Şu olaylar, hepimize gösterdi ki Yusuf'u kuyuya atmak sadece bir tarihi hadise değildir. Her dem ve her zeminde yaşanılabiliyormuş. Türlü türlü yalan, sahte belge kullanmaktan da çekinilmeden…
Nitekim tarihteki ilk uydurma ‘ıslak imzalı belge' de kardeşler kavgasındaki bir kavgada kullanılmış. Yusuf'u kurdun yediğini gösteren, yalancı bir kanla bulanmış gömlek o belgedir. Kıskançlık hırsıyla kuyuya attıkları kardeşlerinin gömleğini, ‘yalan' bir kan ile boyayıp babalarına gösterdiklerinde Hz. Yakub'un söyleyebilecek bir şeyi kalmamıştı ama işin aslı öyle değildi. Ne var ki kısa vade için yalanlarını hak gösterebilmişlerdi. Bendeniz o sebeple bugünlerde ortada uçuşan ‘kanlı gömleklere' (ses kayıtları yahut belgeler) itibar etmek istemiyorum. Onların hangi “cürmü” kapatmaya yönelik olduğunu, zaman gösterecek. Ne demişti Hz. Yakub o kanlı gömlek karşısında?
-“Fe sabrun cemil!”
Evet, sabr-ı cemil ile bekleyeceğiz. Belki Allah, tüm beklentilerimizi tahakkuk ettirecek yeni birini çıkarıp getirecek. Tıpkı Hz. Yakup'un dediği gibi; bakarsınız Allah bütün kaybettiklerimizin -itibarımızı, iktidarımızı, izzetimizi, savletimizi, ihtişamımızı ve adaletimizi- yeniden bize iade eder. Belki de desti kudret, zemini, yeni sahibi için temizleyip hazırlıyor. Bize düşen akıbeti gözlemlemek!

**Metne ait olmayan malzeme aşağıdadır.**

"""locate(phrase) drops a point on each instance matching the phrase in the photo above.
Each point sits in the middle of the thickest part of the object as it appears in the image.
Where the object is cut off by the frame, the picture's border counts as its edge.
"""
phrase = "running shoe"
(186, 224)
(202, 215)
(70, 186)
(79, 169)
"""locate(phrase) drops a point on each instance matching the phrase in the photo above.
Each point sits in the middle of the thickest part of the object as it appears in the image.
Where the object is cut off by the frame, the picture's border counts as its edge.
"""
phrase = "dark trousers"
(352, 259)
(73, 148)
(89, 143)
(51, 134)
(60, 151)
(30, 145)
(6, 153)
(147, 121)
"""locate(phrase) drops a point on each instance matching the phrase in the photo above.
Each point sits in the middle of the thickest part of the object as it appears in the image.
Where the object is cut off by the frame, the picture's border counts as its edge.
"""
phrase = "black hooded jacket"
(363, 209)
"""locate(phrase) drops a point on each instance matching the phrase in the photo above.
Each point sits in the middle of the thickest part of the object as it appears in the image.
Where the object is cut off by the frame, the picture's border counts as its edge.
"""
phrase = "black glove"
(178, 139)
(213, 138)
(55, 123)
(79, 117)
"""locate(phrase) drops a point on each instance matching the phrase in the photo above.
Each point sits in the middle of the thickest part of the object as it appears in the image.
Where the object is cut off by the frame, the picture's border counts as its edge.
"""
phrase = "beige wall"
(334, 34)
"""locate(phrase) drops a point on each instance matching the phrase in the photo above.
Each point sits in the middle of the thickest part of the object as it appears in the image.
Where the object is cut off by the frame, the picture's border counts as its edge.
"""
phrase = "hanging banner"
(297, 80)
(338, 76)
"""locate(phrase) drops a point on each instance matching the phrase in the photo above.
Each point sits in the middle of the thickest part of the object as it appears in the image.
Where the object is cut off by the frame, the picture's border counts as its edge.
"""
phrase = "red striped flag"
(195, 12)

HERKES BEKLİYOR SİZ DE BEKLEYİN
Herkes, diğerinin felaketini gözetliyor. Güya hadiseler öyle gelişecek ki, “hasım helak olacak” kendisi abad olacak. Bilmiyor öyle musibetler gelince yaş kuru herkes yanar. (Enfal,25) Yahut umurunda değil. Tek hasmına bir şey olsun da isterse memleket yansın, taş taş üstünde kalmasın! Bizans'ı, halkı, öyle bir öfke seli içinde iken aldık. Her halde böyle bir öfke seliyle de kaybedeceğiz!
Bu hal rahmani değil, İslami değil, insani bile değil. Ama pekâlâ bir kişi için bir ülkenin, bir şahıs için bir kitlenin ateşe atılmasına imanları ve İslamiyetleri elveriyor. Üstelik bu insanlar, yıllarca “bir gemide 10 cani, 90 masum bulunsa o gemiyi batırmak vicdanî ve meşru değildir” kıssalarını dinleye dinleye büyümüşler…
Kur'an bu haller için hakiki müminlere şu talimatı veriyor:
“Herkes (felaketin gelip hasmına isabet edeceğini umarak) bekliyor. Siz de bekleyin. Yakında bileceksiniz; doğru yol sahibi kimdir ve doğru giden kim?” (Taha, 135)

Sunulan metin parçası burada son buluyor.